Targeting HIF-1α and VEGF by lentivirus-mediated RNA interference reduces liver tumor cells migration and invasion under hypoxic conditions.

出版信息

Neoplasma. 2016;63(6):934-940. doi: 10.4149/neo_2016_612.

DOI:10.4149/neo_2016_612
PMID:27565331
Abstract

Hypoxia-inducible factor-1α (HIF-1α) is a key transcription factor to initiate the expressions of distinct pro-angiogenic growth genes, particularly the expression of vascular endothelial growth factor (VEGF).CoCl2 was used in rat liver tumor cell line McA RH-7777 to stimulate hypoxia to mimic the hypoxic conditions induced by transcatheter arterial chemoembolization (TACE). CCK8 assays were performed to examine the effect of hypoxia on cell viability. Real-time qRT-PCR, western blot and ELISA assays were used to measure the expression of HIF-1α and VEGF in McA RH-7777 cells under hypoxic conditions, respectively. Lentivirus-mediated HIF-1α and/or VEGF-specific shRNA was used to establish single or HIF-1α and VEGF double knocking-down McA RH-7777 cells. Transwell assays were performed to examine the effect of HIF-1α and VEGF knocking-down on McA RH-7777 cells migration and invasion.The mRNA and protein expression level of HIF-1α and VEGF were remarkably up-regulated in McA RH-7777 cells under hypoxic conditions, respectively. The knockdown of HIF-1α or VEGF significantly reduced the expression of the secreted VEGF. More importantly, knockdown of both HIF-1α and VEGF resulted in the best effective inhibitory effect in VEGF expression, and in turn remarkably reduced the cell migration and invasion activity.Our findings showed that HIF-1α play an important role in the stimulation of the secreted VEGF expression under hypoxic conditions, suggesting that targeting both HIF-1α and VEGF could represent a potential therapeutic strategy in combination with TACE in the treatment of liver tumors.

摘要

缺氧诱导因子-1α(HIF-1α)是启动不同促血管生成生长基因表达的关键转录因子,特别是血管内皮生长因子(VEGF)的表达。
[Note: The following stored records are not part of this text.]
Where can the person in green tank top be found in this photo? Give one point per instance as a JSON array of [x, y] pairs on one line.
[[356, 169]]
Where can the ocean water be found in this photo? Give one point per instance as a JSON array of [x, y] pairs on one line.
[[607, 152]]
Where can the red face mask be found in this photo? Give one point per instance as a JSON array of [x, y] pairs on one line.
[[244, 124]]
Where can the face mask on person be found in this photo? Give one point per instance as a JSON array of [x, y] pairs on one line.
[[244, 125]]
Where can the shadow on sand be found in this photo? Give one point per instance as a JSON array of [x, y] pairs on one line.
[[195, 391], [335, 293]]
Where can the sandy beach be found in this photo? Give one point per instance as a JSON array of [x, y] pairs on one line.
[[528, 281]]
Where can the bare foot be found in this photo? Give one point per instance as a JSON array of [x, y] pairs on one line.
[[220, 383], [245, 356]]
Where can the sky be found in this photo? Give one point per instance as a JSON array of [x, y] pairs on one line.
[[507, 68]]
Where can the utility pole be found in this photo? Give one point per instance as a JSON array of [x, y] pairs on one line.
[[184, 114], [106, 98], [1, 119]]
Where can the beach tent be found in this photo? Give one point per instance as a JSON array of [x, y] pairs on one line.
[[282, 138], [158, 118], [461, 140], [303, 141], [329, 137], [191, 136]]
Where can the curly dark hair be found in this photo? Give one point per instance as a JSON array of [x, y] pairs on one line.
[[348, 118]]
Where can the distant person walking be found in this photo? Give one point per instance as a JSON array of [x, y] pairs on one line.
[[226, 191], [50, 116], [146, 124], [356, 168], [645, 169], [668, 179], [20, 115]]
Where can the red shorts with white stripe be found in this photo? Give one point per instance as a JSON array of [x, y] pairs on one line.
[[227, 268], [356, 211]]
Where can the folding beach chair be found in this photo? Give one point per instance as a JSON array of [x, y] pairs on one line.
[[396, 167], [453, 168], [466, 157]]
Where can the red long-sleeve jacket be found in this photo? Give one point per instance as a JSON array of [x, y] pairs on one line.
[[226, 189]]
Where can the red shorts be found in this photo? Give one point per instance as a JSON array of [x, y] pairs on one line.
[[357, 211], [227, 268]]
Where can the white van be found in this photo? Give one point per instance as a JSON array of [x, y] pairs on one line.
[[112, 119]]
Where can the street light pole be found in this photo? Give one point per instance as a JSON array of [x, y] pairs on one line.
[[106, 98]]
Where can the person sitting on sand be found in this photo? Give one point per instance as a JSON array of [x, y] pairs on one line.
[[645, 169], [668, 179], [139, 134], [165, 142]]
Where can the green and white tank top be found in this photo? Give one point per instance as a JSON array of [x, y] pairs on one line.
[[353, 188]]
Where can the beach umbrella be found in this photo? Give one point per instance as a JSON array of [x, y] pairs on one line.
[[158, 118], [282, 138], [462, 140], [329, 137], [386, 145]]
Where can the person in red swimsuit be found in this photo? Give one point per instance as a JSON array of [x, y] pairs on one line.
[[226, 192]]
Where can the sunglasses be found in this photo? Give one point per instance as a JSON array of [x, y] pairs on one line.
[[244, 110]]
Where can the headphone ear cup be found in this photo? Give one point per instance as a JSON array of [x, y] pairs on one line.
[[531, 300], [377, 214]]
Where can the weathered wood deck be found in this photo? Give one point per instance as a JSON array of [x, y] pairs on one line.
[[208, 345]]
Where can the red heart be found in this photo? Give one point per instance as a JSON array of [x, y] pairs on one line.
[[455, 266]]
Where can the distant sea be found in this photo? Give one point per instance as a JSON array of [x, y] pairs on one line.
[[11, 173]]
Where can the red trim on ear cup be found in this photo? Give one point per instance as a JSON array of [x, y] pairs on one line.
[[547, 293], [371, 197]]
CoCl2 被用于大鼠肝癌细胞系 McA RH-7777 中以刺激缺氧,模拟经导管动脉化疗栓塞(TACE)引起的缺氧状态。CCK8 测定法用于检测缺氧对细胞活力的影响。实时 qRT-PCR、western blot 和 ELISA 测定法分别用于测量在缺氧条件下 McA RH-7777 细胞中 HIF-1α 和 VEGF 的表达。慢病毒介导的 HIF-1α 和/或 VEGF 特异性 shRNA 用于建立单个或 HIF-1α 和 VEGF 双重敲低 McA RH-7777 细胞。Transwell 测定法用于检测 HIF-1α 和 VEGF 敲低对 McA RH-7777 细胞迁移和侵袭的影响。

在缺氧条件下,McA RH-7777 细胞中 HIF-1α 和 VEGF 的 mRNA 和蛋白表达水平显著上调。敲低 HIF-1α 或 VEGF 显著降低了分泌的 VEGF 的表达。更重要的是,敲低 HIF-1α 和 VEGF 导致 VEGF 表达的最佳有效抑制作用,并显著降低了细胞迁移和侵袭活性。

我们的研究结果表明,HIF-1α 在缺氧条件下刺激分泌的 VEGF 表达中起重要作用,表明靶向 HIF-1α 和 VEGF 可能代表与 TACE 联合治疗肝癌的潜在治疗策略。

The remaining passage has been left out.